Path: utzoo!utgpu!water!watmath!clyde!att!rutgers!ucsd!ucsdhub!hp-sdd!hplabs!hp-sde!hpcea!hpausla!cjh
From: cjh@hpausla.HP.COM (Clifford Heath)
Newsgroups: comp.arch
Subject: Re: block copy & VAX MOVC (was Re: Explanation, please!)
Message-ID: <2220003@hpausla.HP.COM>
Date: 26 Sep 88 07:35:17 GMT
References: 
Organization: HP Australian Software Operation
Lines: 35

I played with Duffs device on an HP 9000/850 (RISC machine), and got
some interesting results.  Duffs is faster than the comparable
non-unrolled loop, but only by about 20-30%.  memcpy was heaps faster,
so I looked at the (memcpy) assembly code using a debugger.  As a result
of this I changed the unrolling factor in Duff's to 4 (not much change),
changed the auto-incr pointer addressing to short offset indexing (using
a pointer adjustment before the loop and a single increment before the
while) and got about 30% more.  The 850 has auto-increment, but it still
takes time that doesn't need to be wasted.  It also has a good global
optimizer, which seemed to do sensible things even for this strange
device.

Duffs's was STILL slower than memcpy by about 50%, and couldn't handle
byte-size moves, non-aligned moves etc etc.

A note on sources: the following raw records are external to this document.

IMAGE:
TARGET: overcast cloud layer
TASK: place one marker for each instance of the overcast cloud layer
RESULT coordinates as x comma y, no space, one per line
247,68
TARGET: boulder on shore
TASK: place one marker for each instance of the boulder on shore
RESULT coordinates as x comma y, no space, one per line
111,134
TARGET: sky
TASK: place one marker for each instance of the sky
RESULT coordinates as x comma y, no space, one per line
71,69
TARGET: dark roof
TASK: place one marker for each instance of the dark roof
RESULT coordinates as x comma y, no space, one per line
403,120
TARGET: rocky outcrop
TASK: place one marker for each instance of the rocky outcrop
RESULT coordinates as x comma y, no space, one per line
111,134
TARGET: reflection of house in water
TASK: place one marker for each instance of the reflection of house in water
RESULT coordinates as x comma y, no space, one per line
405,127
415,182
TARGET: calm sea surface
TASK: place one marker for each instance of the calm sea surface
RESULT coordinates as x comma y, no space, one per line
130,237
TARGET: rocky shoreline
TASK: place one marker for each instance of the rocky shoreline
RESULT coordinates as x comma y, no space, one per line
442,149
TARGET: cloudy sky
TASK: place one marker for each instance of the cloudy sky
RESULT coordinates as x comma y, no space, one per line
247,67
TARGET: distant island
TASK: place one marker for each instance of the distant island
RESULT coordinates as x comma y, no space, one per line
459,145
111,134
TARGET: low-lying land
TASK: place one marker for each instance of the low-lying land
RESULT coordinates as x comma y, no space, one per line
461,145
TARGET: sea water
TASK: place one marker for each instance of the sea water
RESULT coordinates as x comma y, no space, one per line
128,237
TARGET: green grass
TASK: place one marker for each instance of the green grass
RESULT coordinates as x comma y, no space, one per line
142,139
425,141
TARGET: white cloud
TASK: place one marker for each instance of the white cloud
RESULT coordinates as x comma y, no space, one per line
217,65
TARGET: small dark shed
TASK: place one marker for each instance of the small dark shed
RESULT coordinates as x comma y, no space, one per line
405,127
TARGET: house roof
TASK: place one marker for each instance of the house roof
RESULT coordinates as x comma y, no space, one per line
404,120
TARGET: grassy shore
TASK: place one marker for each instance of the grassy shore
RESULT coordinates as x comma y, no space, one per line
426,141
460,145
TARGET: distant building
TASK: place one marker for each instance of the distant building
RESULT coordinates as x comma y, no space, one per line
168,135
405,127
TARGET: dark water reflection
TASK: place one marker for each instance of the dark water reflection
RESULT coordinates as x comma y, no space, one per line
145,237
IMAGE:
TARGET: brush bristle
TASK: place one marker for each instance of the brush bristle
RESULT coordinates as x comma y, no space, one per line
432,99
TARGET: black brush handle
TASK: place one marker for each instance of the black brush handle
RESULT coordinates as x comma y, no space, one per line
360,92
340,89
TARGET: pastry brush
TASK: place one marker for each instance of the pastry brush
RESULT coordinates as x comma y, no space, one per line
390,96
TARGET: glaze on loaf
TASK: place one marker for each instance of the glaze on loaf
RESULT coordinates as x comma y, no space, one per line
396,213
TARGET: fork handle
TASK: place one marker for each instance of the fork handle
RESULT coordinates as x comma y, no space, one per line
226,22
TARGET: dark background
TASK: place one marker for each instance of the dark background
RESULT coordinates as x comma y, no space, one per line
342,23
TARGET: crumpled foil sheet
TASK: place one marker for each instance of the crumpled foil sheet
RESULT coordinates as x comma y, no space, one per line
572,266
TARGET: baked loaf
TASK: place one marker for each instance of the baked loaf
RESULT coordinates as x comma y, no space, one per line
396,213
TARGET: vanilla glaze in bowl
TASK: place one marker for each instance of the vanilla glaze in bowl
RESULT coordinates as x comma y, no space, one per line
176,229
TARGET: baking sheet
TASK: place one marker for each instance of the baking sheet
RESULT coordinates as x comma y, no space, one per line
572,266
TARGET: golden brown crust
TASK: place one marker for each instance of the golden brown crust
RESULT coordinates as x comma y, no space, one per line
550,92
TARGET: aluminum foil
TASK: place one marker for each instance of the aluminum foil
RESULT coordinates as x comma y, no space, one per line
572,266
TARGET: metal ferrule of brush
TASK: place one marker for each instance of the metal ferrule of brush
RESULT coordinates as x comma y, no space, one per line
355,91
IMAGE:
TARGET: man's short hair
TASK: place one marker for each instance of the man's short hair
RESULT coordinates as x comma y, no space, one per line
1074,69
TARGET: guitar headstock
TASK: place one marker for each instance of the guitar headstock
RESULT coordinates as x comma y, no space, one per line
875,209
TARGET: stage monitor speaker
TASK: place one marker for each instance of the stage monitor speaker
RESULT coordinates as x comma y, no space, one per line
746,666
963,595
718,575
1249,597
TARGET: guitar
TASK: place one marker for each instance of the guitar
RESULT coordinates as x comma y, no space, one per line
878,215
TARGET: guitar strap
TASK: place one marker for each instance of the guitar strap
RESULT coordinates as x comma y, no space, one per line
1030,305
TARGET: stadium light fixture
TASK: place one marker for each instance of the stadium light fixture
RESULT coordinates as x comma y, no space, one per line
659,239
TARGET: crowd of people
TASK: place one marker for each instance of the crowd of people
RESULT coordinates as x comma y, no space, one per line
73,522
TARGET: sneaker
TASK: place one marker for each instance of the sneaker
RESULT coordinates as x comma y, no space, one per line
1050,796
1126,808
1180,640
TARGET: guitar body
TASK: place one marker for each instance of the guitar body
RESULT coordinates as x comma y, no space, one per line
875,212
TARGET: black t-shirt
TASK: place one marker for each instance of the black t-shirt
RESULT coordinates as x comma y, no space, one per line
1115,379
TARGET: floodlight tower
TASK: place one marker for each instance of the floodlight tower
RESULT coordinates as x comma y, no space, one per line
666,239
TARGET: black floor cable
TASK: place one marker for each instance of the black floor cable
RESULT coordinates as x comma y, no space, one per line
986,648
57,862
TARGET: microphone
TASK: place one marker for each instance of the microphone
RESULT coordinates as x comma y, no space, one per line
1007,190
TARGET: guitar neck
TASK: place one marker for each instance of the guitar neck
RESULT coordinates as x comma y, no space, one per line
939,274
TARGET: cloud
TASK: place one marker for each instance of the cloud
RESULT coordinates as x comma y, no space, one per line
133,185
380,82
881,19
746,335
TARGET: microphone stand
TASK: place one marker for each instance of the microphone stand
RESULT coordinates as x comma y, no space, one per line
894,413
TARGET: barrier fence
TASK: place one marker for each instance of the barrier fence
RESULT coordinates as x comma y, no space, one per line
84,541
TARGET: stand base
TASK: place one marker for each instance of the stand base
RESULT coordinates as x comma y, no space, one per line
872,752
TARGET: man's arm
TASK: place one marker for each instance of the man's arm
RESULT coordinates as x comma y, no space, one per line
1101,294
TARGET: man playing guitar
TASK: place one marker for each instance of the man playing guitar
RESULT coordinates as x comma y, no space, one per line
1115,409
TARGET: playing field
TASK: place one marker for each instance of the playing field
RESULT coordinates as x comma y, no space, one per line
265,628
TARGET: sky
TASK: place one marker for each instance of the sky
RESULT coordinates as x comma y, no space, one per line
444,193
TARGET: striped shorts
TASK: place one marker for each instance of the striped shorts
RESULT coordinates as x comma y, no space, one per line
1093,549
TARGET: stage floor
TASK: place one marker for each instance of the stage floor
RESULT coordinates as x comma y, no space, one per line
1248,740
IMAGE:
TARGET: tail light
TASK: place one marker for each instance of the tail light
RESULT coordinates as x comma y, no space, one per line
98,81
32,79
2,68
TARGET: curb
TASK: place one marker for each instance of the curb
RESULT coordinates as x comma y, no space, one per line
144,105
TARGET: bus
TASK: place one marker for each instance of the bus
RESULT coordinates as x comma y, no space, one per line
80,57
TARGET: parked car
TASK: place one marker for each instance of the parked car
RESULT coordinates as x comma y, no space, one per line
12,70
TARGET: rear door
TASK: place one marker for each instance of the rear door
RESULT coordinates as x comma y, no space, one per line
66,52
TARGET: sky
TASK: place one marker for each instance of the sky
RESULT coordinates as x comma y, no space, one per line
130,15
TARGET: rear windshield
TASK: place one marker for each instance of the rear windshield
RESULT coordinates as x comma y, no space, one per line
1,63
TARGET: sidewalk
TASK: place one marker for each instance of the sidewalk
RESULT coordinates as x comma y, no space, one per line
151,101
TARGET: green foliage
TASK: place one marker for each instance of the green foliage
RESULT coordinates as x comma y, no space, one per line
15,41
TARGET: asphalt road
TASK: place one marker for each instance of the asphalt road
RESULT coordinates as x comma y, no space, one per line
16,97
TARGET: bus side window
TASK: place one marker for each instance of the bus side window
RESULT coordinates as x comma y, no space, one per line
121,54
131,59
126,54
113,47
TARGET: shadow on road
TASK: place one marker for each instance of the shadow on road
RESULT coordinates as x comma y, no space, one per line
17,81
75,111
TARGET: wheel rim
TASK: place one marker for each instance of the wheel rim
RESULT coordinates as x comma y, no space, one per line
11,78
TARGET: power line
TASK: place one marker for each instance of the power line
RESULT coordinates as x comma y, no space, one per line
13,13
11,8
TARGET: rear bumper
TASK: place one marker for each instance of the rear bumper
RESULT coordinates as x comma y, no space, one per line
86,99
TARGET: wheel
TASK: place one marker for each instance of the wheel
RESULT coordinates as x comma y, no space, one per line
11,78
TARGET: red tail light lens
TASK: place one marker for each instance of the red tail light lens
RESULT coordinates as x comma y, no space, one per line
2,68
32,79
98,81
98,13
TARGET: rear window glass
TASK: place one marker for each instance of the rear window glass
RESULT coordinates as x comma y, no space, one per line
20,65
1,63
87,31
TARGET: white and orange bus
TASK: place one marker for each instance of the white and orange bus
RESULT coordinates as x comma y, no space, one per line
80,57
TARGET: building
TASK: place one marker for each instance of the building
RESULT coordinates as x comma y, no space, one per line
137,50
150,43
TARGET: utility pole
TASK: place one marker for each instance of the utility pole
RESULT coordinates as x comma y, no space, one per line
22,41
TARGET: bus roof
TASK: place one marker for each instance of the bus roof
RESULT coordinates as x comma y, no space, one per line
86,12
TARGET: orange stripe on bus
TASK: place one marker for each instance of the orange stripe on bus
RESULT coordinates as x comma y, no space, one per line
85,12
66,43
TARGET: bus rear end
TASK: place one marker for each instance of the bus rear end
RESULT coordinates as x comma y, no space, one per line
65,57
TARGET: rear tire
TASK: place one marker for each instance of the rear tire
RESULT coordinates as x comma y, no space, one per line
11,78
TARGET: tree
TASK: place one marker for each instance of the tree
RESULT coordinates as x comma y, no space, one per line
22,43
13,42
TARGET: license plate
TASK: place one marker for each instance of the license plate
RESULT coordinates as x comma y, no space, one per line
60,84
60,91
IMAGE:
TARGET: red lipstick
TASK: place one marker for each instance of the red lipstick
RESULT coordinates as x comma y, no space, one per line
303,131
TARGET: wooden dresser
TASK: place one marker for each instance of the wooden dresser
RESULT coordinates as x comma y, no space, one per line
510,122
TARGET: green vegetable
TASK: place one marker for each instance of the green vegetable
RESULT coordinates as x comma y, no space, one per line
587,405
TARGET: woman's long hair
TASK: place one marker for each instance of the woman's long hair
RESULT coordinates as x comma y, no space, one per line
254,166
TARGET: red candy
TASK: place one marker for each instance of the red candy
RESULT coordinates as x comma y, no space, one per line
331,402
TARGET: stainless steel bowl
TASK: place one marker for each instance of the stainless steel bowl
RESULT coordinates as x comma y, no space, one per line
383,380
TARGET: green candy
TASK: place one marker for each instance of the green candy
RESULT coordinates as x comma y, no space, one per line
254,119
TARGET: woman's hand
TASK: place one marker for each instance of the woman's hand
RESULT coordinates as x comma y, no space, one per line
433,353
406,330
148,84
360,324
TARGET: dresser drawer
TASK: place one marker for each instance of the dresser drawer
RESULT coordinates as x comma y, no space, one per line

Duff's is really only a way of saving the code size required to perform
the additional moves left after the unrolled loop has run, which is a
fairly poor excuse for using a device that's so hard to read.  The only
additional benefit is that the extra instructions may be in the I-cache,
which isn't really such a big deal.

The memcpy on the 850 is quite an astonishing effort, using word moves
with double register 8/16/24 bit shifts for unequally non-aligned moves.
It also has a very small setup time, so that small moves get caught
early and handled quickly.  Congratulations to the coder, a very good
effort.  Before this experiment, I was convinced that C with a good
optimizer could get within 10% of assembly code for anything.  I now
have a convincing counter-example.

In short, use the system-supplied routines for preference, and if they
prove to be slow, replace them yourself AND SEND THE CODE to the company
that wrote it.  They'll probably be grateful.

Clifford Heath, Hewlett Packard Australian Software Operation.
(UUCP: hplabs!hpfcla!hpausla!cjh, ACSnet: cjh@hpausla.oz)